La campaña para las autonómicas, aunque no formalmente, hace tiempo ya que echó a andar. Y todos los grupos del tripartito (PP, PSOE y PNV) han coincidido en hacer del miedo político el eje de su propuesta. Miedo a lo que supone un cambio radical en el podrido mundo de la política. Miedo a la profundización en espacios, como el de la soberanía, que remuevan el cesto histórico. Miedo a las formas de quienes se pueden convertir en nuevos gestores.
Xabier Arzalluz fue uno de los ejemplos más notorios cuando puso frente a la energía nuclear la otra opción, la nada: «Si se cierra Lemoiz, comeremos berzas y nos alumbraremos con velas». Frase apocalíptica y nada visionaria. Iberdrola, empresa propietaria de Lemoiz, tuvo en 2011 un beneficio neto de 2.805 millones de euros. Casi nada.
Estos días hemos asistido a nuevos episodios de esta vieja práctica de acogotar al indiferente a través de mensajes apocalípticos. Todos ellos en la misma dirección.
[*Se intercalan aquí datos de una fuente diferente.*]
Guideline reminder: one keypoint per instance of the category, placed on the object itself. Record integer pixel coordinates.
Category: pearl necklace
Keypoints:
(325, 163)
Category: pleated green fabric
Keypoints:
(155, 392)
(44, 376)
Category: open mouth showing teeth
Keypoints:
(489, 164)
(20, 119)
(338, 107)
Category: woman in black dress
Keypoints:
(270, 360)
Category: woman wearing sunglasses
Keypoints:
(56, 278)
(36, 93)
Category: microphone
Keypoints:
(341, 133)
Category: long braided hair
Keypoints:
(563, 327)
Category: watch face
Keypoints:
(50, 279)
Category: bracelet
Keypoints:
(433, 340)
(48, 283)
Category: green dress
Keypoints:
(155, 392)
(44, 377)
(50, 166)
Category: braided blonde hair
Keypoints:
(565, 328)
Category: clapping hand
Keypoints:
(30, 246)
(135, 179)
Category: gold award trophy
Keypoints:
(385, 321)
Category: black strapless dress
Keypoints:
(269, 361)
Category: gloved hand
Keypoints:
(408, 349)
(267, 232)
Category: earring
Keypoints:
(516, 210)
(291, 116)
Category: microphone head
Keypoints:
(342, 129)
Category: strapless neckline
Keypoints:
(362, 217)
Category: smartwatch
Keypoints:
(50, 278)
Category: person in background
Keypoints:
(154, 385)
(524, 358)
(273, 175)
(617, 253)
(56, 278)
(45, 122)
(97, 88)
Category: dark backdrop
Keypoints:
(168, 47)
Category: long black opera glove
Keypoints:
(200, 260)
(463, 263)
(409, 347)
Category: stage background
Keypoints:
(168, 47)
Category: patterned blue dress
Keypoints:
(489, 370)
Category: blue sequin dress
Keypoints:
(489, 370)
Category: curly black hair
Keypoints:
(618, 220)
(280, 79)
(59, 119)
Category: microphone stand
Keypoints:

Un coronel, perdonen que no recuerde siquiera su nombre, ha amenazado con sacar los tanques a la calle, tal y como avala la Constitución, si las ansias independentistas de naciones peninsulares periféricas siguen su curso.
La AME (Asociación de Militares Españoles) se sumó a las andanadas del coronel para enviar un mensaje intervencionista con motivo de la concesión del tercer grado a Josu Uribetxebarria, el mismo que los medios españoles no saben pronunciar su apellido: «Es de suponer que, como compañeros de los asesinados y garantes de la unidad e integridad indivisible de la Patria, los militares españoles saquen sus diáfanas conclusiones y obren, en su momento, en consecuencia con respecto a unos gobernantes volubles que ponen los intereses de sus ideologías por encima de los de España».
Las redes echan humo en la misma línea. Odón Elorza dice: «Bildu propone el conocimiento obligatorio del euskara»; «la gente aquí (se supone que en Madrid, donde trabaja), se ríe de los bildutarras por incapaces»; «El nacionalismo sigue con el rollo identitario y soberanista. El PSE a trabajar contra la crisis y las secuelas del terrorismo». Markel Olano, en la oposición, tampoco se quedaba atrás: «la izquierda abertzale en su pose de izquierdismo radical trata de esconder una falta total de implicación colectiva y personal en el apoyo a los excluidos de nuestra sociedad». Ojo, si gana Mintegi los pobres serán más pobres, parece decir Olano.
Ejemplos a patadas. Y aunque el salto es notorio, la historia es tan vieja como la vida. Parece mentira que el bucle se repita hasta el infinito. No existe aparentemente remedio a esta enfermedad aunque me resisto a certificarlo. Porque más bien opino que ese miedo que intentan trasmitir los que se quieren perpetuar en el poder es, en realidad y como diría Erich Fromm, miedo a la libertad.